For breakfast, the front office has a couple of coffee machines, some plastic
containers of orange juice, and a bak or two of muffins or doughnuts.  The
first day I went down and sat there (at a single small coffee table) and ate.
But then I realised that it makes much more sense to take something back to
your room.  So I would put water in the coffee maker in my room, go down to
collect juice and a half-muffin, and then return to my room to eat with the
freshly made coffee.  For me, social recluse, it was perfect.

Better than the motel, though, was the area.  Or, more exactly, being quite
far from the Moscone centre, I was forced to explore a little.  And it turns
out that San Francisco is a much nicer place than you would think, if you stay
near the exhibition hall.

For travelling around there is a good network of buses (and streetcars).  The
site http://511.org/ does route planning.  At a kiosk on street level near
Powell (Hallidie Plaza) you can buy a "passport" for 1, 3 or 7 days use.  And
the 45 runs from outside the Pacific Heights Inn to the Moscone center, so if
you want to get in or back quickly, there's no problem.
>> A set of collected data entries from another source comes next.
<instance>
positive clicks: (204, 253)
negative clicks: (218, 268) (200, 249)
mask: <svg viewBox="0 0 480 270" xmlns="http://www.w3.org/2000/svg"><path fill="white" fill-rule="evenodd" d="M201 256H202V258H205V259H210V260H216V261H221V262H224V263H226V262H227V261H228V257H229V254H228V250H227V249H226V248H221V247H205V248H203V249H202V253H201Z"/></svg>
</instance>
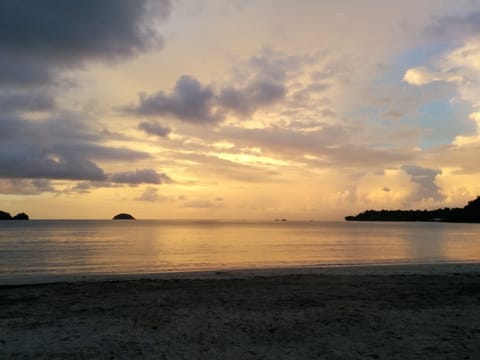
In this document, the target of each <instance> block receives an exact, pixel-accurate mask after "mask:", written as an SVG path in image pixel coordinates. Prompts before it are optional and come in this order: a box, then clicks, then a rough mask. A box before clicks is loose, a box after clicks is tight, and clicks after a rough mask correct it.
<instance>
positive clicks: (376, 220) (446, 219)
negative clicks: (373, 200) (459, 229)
mask: <svg viewBox="0 0 480 360" xmlns="http://www.w3.org/2000/svg"><path fill="white" fill-rule="evenodd" d="M345 220H347V221H443V222H471V223H476V222H479V223H480V196H478V197H477V198H476V199H475V200H472V201H469V202H468V204H467V205H465V206H464V207H463V208H448V207H446V208H443V209H436V210H366V211H364V212H361V213H360V214H358V215H355V216H346V217H345Z"/></svg>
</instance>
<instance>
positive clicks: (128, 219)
mask: <svg viewBox="0 0 480 360" xmlns="http://www.w3.org/2000/svg"><path fill="white" fill-rule="evenodd" d="M112 220H135V218H134V217H133V216H132V215H130V214H127V213H121V214H117V215H115V216H114V217H113V219H112Z"/></svg>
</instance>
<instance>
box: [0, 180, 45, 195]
mask: <svg viewBox="0 0 480 360" xmlns="http://www.w3.org/2000/svg"><path fill="white" fill-rule="evenodd" d="M44 192H55V188H54V187H53V185H52V184H51V182H50V181H49V180H46V179H34V180H26V179H0V194H16V195H38V194H41V193H44Z"/></svg>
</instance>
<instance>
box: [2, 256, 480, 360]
mask: <svg viewBox="0 0 480 360" xmlns="http://www.w3.org/2000/svg"><path fill="white" fill-rule="evenodd" d="M172 275H174V276H172ZM479 284H480V265H479V264H445V265H437V264H435V265H426V264H425V265H414V266H409V265H406V266H400V265H396V266H384V267H379V266H377V267H371V266H370V267H348V268H346V267H343V268H308V269H302V268H300V269H298V268H297V269H268V270H261V271H258V270H250V271H245V270H239V271H228V272H202V273H195V274H192V273H181V274H180V273H176V274H166V275H165V274H162V275H159V274H156V276H155V277H153V278H152V277H150V278H148V277H145V276H143V277H141V278H138V277H137V278H132V277H131V276H127V277H125V276H114V277H107V278H103V279H100V278H99V277H97V278H95V279H91V278H89V279H84V280H83V281H77V282H54V283H43V284H38V283H37V284H30V285H26V284H24V285H3V286H0V319H2V321H0V358H8V359H24V358H48V359H50V358H89V359H90V358H92V359H104V358H120V359H129V358H144V359H191V358H194V359H226V358H242V359H252V360H253V359H259V358H262V359H272V360H273V359H275V360H276V359H298V358H320V359H332V360H334V359H405V358H408V359H427V358H432V359H440V360H442V359H476V358H479V356H480V285H479Z"/></svg>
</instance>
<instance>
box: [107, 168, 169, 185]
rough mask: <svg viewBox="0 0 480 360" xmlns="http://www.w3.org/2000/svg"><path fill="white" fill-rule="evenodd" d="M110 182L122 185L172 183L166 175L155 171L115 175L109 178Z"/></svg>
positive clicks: (143, 170) (127, 171)
mask: <svg viewBox="0 0 480 360" xmlns="http://www.w3.org/2000/svg"><path fill="white" fill-rule="evenodd" d="M109 180H110V181H112V182H114V183H122V184H132V185H134V184H163V183H170V182H171V181H172V179H170V178H169V177H168V176H167V174H165V173H158V172H157V171H155V170H153V169H142V170H135V171H126V172H119V173H114V174H111V175H110V176H109Z"/></svg>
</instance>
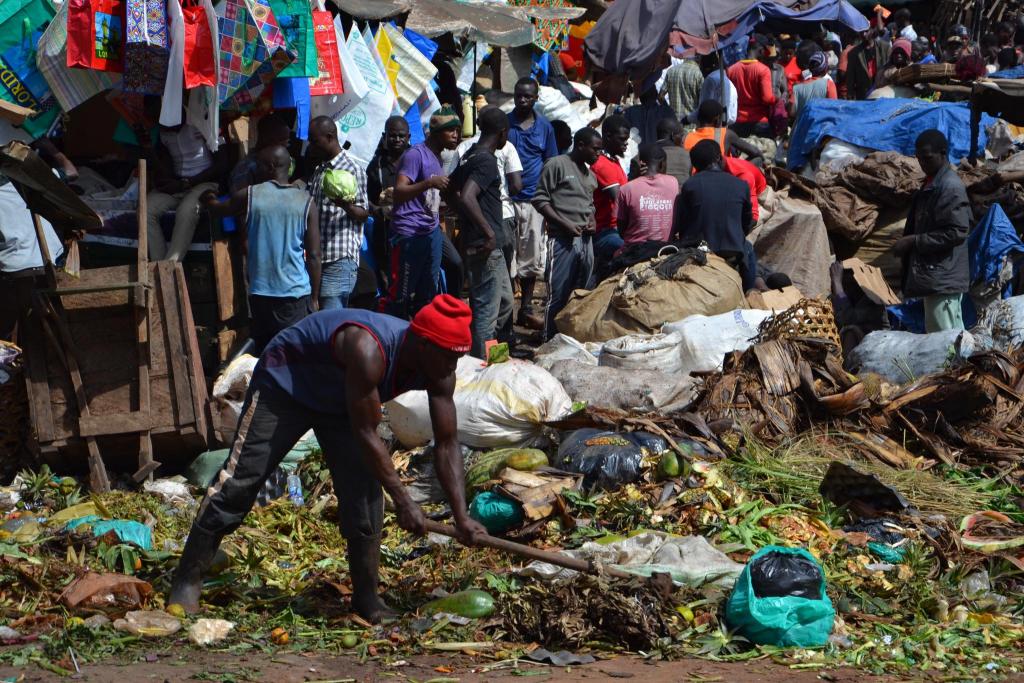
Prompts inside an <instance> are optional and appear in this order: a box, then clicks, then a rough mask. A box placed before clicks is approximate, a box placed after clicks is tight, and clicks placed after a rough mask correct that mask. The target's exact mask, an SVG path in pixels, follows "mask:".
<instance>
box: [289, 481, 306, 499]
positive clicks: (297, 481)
mask: <svg viewBox="0 0 1024 683" xmlns="http://www.w3.org/2000/svg"><path fill="white" fill-rule="evenodd" d="M288 500H290V501H291V502H292V504H293V505H297V506H301V505H305V500H304V499H303V498H302V479H300V478H299V475H298V474H289V475H288Z"/></svg>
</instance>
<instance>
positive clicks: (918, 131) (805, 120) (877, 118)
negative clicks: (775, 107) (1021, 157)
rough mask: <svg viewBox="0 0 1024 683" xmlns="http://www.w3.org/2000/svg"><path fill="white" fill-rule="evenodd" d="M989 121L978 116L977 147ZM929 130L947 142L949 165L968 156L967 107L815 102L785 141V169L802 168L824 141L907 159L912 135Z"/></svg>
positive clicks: (967, 111) (807, 104) (884, 99)
mask: <svg viewBox="0 0 1024 683" xmlns="http://www.w3.org/2000/svg"><path fill="white" fill-rule="evenodd" d="M993 123H995V119H993V118H992V117H990V116H988V115H982V119H981V132H980V137H979V138H978V144H979V147H984V146H985V141H986V136H985V129H986V128H987V127H988V126H991V125H992V124H993ZM931 128H937V129H938V130H941V131H942V132H943V133H945V136H946V138H948V140H949V161H950V162H952V163H957V162H959V160H961V159H963V158H965V157H967V156H968V155H969V154H970V152H971V109H970V105H969V104H968V103H967V102H926V101H924V100H921V99H902V98H898V97H897V98H888V99H871V100H861V101H852V100H847V99H815V100H812V101H811V102H809V103H808V104H807V106H805V108H804V110H803V111H802V112H801V114H800V118H799V119H797V125H796V126H795V127H794V129H793V135H792V136H791V138H790V159H788V167H790V168H791V169H794V168H800V167H801V166H803V165H804V164H806V163H807V161H808V159H809V158H810V156H811V153H812V152H814V150H815V147H817V146H818V145H819V144H821V142H822V141H823V140H824V139H825V138H826V137H835V138H838V139H841V140H843V141H844V142H849V143H851V144H859V145H860V146H862V147H867V148H869V150H878V151H880V152H898V153H900V154H901V155H906V156H907V157H912V156H913V153H914V150H913V147H914V142H915V141H916V139H918V135H920V134H921V133H922V132H924V131H926V130H929V129H931Z"/></svg>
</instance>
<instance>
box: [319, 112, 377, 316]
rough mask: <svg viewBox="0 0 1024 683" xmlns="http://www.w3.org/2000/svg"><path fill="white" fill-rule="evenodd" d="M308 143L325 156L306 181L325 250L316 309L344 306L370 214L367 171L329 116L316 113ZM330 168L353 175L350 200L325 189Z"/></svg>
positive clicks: (347, 294)
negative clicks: (316, 210) (335, 196)
mask: <svg viewBox="0 0 1024 683" xmlns="http://www.w3.org/2000/svg"><path fill="white" fill-rule="evenodd" d="M309 144H310V146H311V147H313V152H314V154H316V155H317V156H318V158H319V159H324V160H326V161H324V162H323V163H321V165H319V166H317V167H316V170H315V171H314V172H313V175H312V178H311V179H310V181H309V193H310V194H311V195H312V197H313V202H314V203H315V205H316V207H317V209H318V210H319V221H321V223H319V224H321V243H322V251H323V253H324V266H323V269H322V274H321V294H319V309H321V310H328V309H330V308H343V307H347V306H348V297H349V295H351V293H352V290H353V289H355V279H356V275H357V274H358V271H359V247H360V246H361V244H362V224H364V223H365V222H366V220H367V217H368V216H369V215H370V212H369V210H368V208H369V206H370V202H369V201H368V199H367V173H366V171H365V170H364V169H362V168H361V167H360V166H358V165H357V164H356V163H355V162H354V161H353V160H352V158H351V157H349V156H348V155H347V154H346V153H345V151H344V150H342V148H341V143H340V142H339V141H338V128H337V126H335V123H334V121H332V120H331V119H330V118H329V117H317V118H315V119H313V120H312V121H311V122H310V123H309ZM329 170H344V171H348V172H349V173H351V174H352V175H353V176H354V177H355V186H356V191H355V199H354V200H353V201H352V202H343V201H341V200H332V199H330V198H329V197H327V195H326V194H325V193H324V187H323V184H324V183H323V180H324V174H325V173H326V172H327V171H329Z"/></svg>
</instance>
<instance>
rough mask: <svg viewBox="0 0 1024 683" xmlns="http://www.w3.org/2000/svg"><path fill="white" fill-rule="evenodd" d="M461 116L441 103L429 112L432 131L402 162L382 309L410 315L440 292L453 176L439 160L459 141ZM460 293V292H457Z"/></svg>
mask: <svg viewBox="0 0 1024 683" xmlns="http://www.w3.org/2000/svg"><path fill="white" fill-rule="evenodd" d="M461 130H462V121H460V120H459V116H458V115H457V114H456V113H455V112H454V111H453V110H452V109H451V108H450V106H442V108H441V109H440V110H438V111H437V112H435V113H434V115H433V116H431V117H430V134H429V135H428V136H427V139H426V140H425V141H423V142H420V143H419V144H414V145H413V146H411V147H410V148H409V150H407V151H406V153H404V154H403V155H402V157H401V159H400V160H399V162H398V174H397V177H396V179H395V183H394V196H393V197H394V209H393V210H392V212H391V233H390V236H389V237H390V240H391V287H390V289H389V290H388V293H387V294H386V295H385V296H384V297H383V298H382V299H381V310H382V311H384V312H386V313H390V314H391V315H394V316H396V317H401V318H404V319H410V318H411V317H412V316H413V315H415V314H416V311H418V310H419V309H420V308H422V307H423V306H424V305H426V304H428V303H430V301H432V300H433V298H434V296H435V295H436V294H437V281H438V278H439V276H440V268H441V231H440V220H439V217H438V212H439V210H440V204H441V193H442V191H444V190H446V189H447V185H449V179H447V176H446V175H444V166H443V163H442V162H441V152H442V151H443V150H455V148H456V147H457V146H459V132H460V131H461ZM454 294H455V295H456V296H458V295H459V293H458V292H455V293H454Z"/></svg>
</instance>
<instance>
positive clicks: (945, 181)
mask: <svg viewBox="0 0 1024 683" xmlns="http://www.w3.org/2000/svg"><path fill="white" fill-rule="evenodd" d="M915 146H916V155H918V163H919V164H921V170H922V171H924V172H925V176H926V178H925V184H924V185H923V186H922V188H921V189H920V190H919V191H918V194H916V195H914V198H913V202H912V203H911V205H910V214H909V215H908V216H907V219H906V229H905V230H904V231H903V237H902V238H900V240H899V242H897V243H896V247H895V249H894V250H895V252H896V255H897V256H899V257H900V258H902V259H903V296H904V297H906V298H921V299H923V300H924V303H925V329H926V331H927V332H939V331H941V330H963V329H964V316H963V313H962V311H961V300H962V299H963V297H964V294H965V293H966V292H967V291H968V290H969V289H970V286H971V271H970V260H969V257H968V247H967V236H968V233H969V232H970V231H971V203H970V202H969V201H968V198H967V188H966V187H965V186H964V183H963V182H962V181H961V179H959V177H958V176H957V175H956V172H955V171H954V170H953V168H952V167H951V166H950V165H949V162H948V161H947V155H948V153H949V142H948V140H946V136H945V135H943V134H942V132H941V131H938V130H935V129H932V130H926V131H925V132H924V133H922V134H921V135H919V136H918V141H916V145H915Z"/></svg>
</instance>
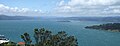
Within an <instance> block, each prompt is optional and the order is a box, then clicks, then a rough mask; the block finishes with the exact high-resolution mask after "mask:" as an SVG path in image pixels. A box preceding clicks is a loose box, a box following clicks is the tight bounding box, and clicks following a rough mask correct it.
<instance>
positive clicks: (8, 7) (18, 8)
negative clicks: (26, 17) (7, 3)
mask: <svg viewBox="0 0 120 46" xmlns="http://www.w3.org/2000/svg"><path fill="white" fill-rule="evenodd" d="M0 13H1V14H6V13H7V14H11V15H40V14H42V11H41V10H37V9H35V10H33V9H29V8H18V7H9V6H6V5H3V4H0Z"/></svg>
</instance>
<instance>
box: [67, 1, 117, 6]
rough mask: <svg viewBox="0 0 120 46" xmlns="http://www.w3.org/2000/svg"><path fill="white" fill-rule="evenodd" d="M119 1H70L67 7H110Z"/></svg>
mask: <svg viewBox="0 0 120 46" xmlns="http://www.w3.org/2000/svg"><path fill="white" fill-rule="evenodd" d="M118 1H119V0H71V1H69V2H68V5H72V6H73V5H112V4H115V3H116V2H118Z"/></svg>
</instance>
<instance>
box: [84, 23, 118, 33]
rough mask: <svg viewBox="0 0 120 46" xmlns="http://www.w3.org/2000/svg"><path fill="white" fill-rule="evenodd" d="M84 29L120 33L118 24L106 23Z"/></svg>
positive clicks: (96, 25) (90, 26) (116, 23)
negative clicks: (107, 30)
mask: <svg viewBox="0 0 120 46" xmlns="http://www.w3.org/2000/svg"><path fill="white" fill-rule="evenodd" d="M85 28H89V29H101V30H110V31H114V32H116V31H117V32H120V23H107V24H100V25H93V26H86V27H85Z"/></svg>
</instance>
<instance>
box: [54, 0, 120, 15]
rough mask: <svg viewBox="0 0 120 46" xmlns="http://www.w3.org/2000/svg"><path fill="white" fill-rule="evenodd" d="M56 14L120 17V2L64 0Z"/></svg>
mask: <svg viewBox="0 0 120 46" xmlns="http://www.w3.org/2000/svg"><path fill="white" fill-rule="evenodd" d="M54 12H55V14H61V15H62V14H64V15H72V16H75V15H78V16H79V15H80V16H82V15H83V16H84V15H87V16H88V15H90V16H94V15H96V16H97V15H101V16H105V15H106V16H109V15H118V14H120V1H119V0H69V1H68V2H67V3H65V0H62V1H61V2H60V3H59V5H58V7H56V8H55V10H54Z"/></svg>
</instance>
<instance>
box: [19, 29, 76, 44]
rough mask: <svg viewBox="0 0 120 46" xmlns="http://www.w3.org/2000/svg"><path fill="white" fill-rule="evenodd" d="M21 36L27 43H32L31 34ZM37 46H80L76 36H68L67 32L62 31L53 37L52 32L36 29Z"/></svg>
mask: <svg viewBox="0 0 120 46" xmlns="http://www.w3.org/2000/svg"><path fill="white" fill-rule="evenodd" d="M24 34H26V35H21V38H22V39H23V40H24V41H25V43H31V40H30V37H29V34H27V33H24ZM34 38H35V41H36V43H35V46H78V43H77V39H76V38H75V37H74V36H67V34H66V32H65V31H60V32H58V33H57V34H55V35H53V34H52V32H51V31H48V30H45V29H44V28H41V29H34Z"/></svg>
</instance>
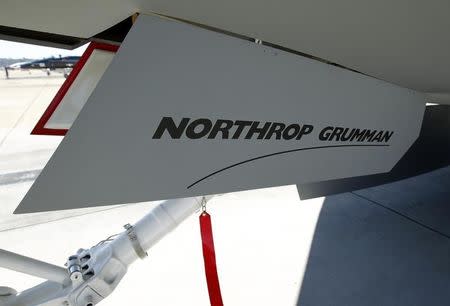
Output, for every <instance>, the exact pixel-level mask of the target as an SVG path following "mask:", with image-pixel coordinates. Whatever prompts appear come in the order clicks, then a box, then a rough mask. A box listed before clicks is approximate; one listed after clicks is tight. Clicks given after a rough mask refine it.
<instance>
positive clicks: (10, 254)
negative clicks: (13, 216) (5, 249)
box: [0, 249, 69, 284]
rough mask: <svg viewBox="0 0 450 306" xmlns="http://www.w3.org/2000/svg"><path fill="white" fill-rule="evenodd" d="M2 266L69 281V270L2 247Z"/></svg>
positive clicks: (20, 270) (31, 274) (48, 278)
mask: <svg viewBox="0 0 450 306" xmlns="http://www.w3.org/2000/svg"><path fill="white" fill-rule="evenodd" d="M0 267H3V268H6V269H10V270H14V271H17V272H22V273H25V274H29V275H33V276H36V277H39V278H43V279H47V280H51V281H53V282H57V283H60V284H64V283H66V282H67V279H68V276H69V274H68V273H67V270H66V269H64V268H62V267H58V266H55V265H52V264H49V263H46V262H43V261H40V260H36V259H33V258H29V257H26V256H22V255H19V254H15V253H13V252H9V251H6V250H2V249H0Z"/></svg>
But it was also pleasant to walk down Van Ness or Polk until close to Market
(turn left at, say, O'Farrell).  That way you pass through (particularly on
Olk) a pleasant area, and a bunch of restaurants.  And if you head in the
opposite direction you're just 10 minutes from a bay.  East you can get to
chinatown and west (further down Union) are a bunch of fancy shops.

If I go to AGU I will stay there again.  Having somewhere quiet, my own, away
from the conference, in a pleasant area, was a big plus.